Pode-se dizer também que, na escrita de Avelino, a realidade dura da memória aparece reconfigurada, como são sentidas as vidas das muitas famílias de trabalhadores desse nosso Brasil, conforme fica evidente no conto “O senhor patrão de meu pai” (p. 19-27). Ou seja, Entrementes (2019) chega pra instigar quem o lê, por meio da sua literatura memorialística e provocadora, porque de percepção crítica. Noutros momentos, questões linguísticas e escatológicas são claras na construção das estruturas textuais, a exemplo do conto “O aviso da morte” (p. 29-34), quando certos elementos do cotidiano do próprio artista se assemelham ao típico realismo, aproximando seu estilo do sombrio, quando as escolhas decidem pela fatalidade das coisas em tom confessional. E isso Marcio Avelino faz muito bem, pois a confissão dos contos aqui referidos funciona como lápides marcando a alma dos seus narradores, conforme aparece na descrição da morte de um dos personagens: “A carroça, velha, não aguentou os solavancos e, aos poucos, foi-se despedaçando. A queda foi fatal” (p. 41). Poderíamos, enfim, enxergar a carroça aqui referida em alusão à vida decadente do personagem do conto? Está aí, uma questão de escolha, mas vale mesmo é problematizar.


Noutro caso, a voz do cão narrador se assemelha à prosa fabular (mas, que fique claro, essa voz fabular somente se assemelha), dado o revestimento moralizante que encobre algo maior, a saber: a carência afetiva típica do mundo contemporâneo. Tais procedimentos nos levam a crer não serem só esses traços de fantasias edulcoradas das fábulas e parábolas os elementos tocantes no quesito reflexão. Em “O menino da caixa de papelão” (p. 43-48), por exemplo, temos um mistério a ser desvendado, segundo o qual se liga à melancolia evidenciada pela cena cujo rosto de um dos personagens, “figura debilitada”, aparece sob “um misto de tristeza e resignação” (p. 48). E, ainda, por que não comentar a alusão desvelada acerca do romance naturalista O Cortiço, de Aluízio Azevedo? Romance este que é cheio de personagens em seus calores de abafo e suores; até a Rita Baiana (aquela do Azevedo) aparece também na obra de Avelino (p. 72). Soma-se a isso o diálogo temático com Vidas Secas (p. 73), ou até mesmo a reconfiguração intergênero com a estética de Augusto dos Anjos (p. 77).

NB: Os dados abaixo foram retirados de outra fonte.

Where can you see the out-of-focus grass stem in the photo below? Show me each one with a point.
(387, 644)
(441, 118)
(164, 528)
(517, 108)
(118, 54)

Enfim, o livro de Marcio Avelino é sem dúvidas um volume capaz de nos fazer refletir sobre a efemeridade da vida; semelhante a uma carta de família falando de perdas e saudades, sem os exageros das paisagens e seus falsos coloridos. Eis aí uma boa indicação de leitura, parabéns ao autor de Entrementes (2019) e parabéns também ao leitor por ter agora essa excelente opção de leitura.

AVELINO, Marcio. Entrementes. Petrópolis, RJ: Bem Cultural Editora, 2019. 112p.